I have yet to come -- have to say someone and say we just don't have the money to do that. So, if the economics makes sense, the geography makes sense and the -- you know, the way it'll be tucked in makes sense, I don't foresee a -- you know, Ernie and I saying no. Having said that, I think we have seen, you know, Katrina Helmkamp as she gets settled in, working with Albert Cantu and Tom Bracket spending a lot of time the last quarter or two talking to folks. Dennis Sutton and I were talking about things this morning, so there's a good level of activity, Matt.
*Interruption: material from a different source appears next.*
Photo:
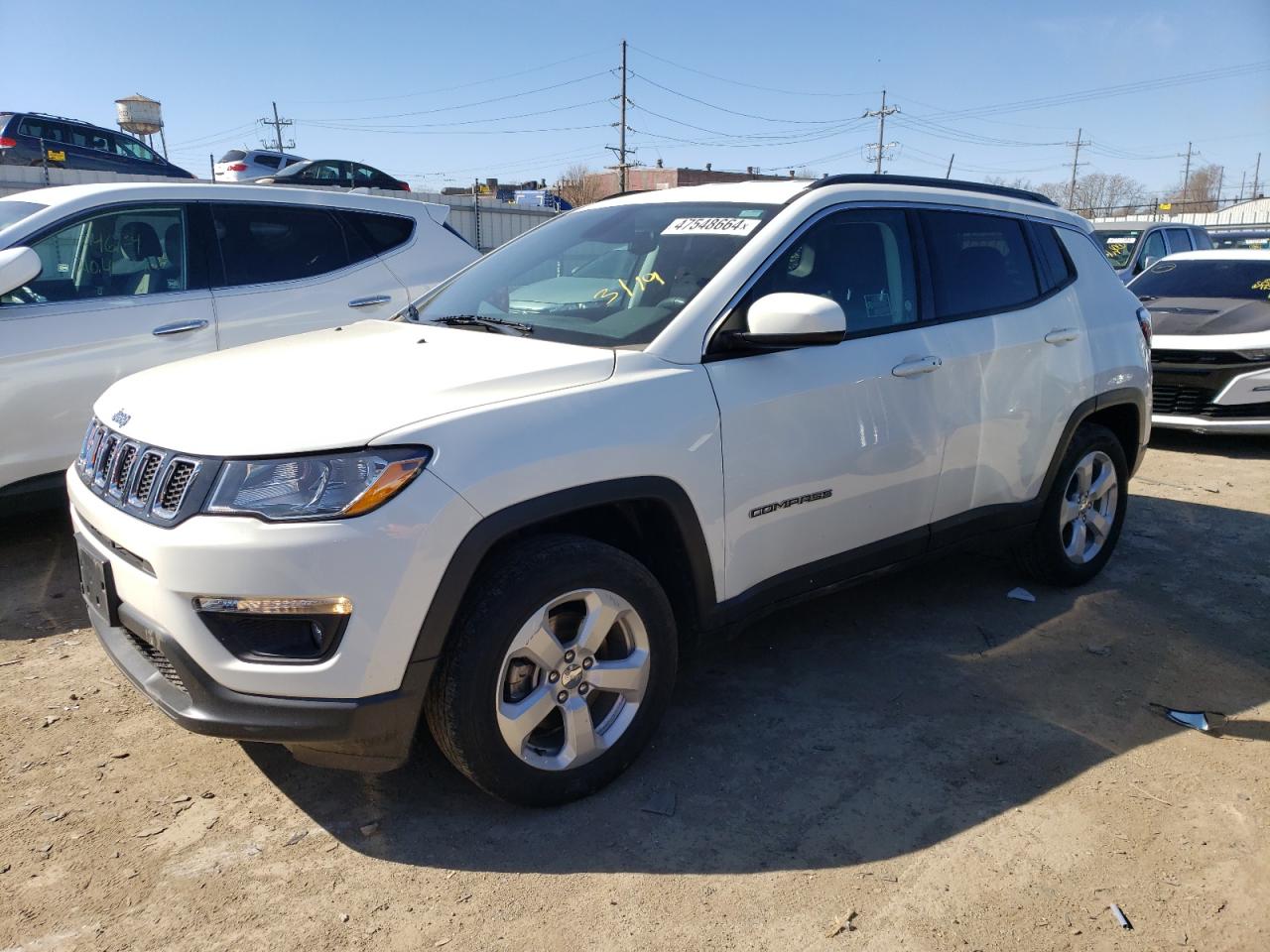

I don't see a big inflection point. I wish there were one. But I'm not going to force one when there's not there. And we will continue to work hard on our tuck-in acquisition activity. Ernie, anything you want to add on that or --
- President & CFO
No, I think that's well said.
- Chairman & CEO
Okay.
- Analyst
Thanks.
Operator
Mr. Byots, there are no further questions at this time. Please continue with your presentation or closing remarks.
- VP - Investor Relations
Okay, thank you very much. Appreciate all your questions and any follow-ups, please don't hesitate to give me a call.
- Chairman & CEO
And we will see you in New York in September. Thank you.
- President & CFO
Thank you all.
Operator
Ladies and gentlemen\t, this does concludes the conference call for today. We thank you for your participation and ask that you please disconnect your lines. Thank you and have a good day.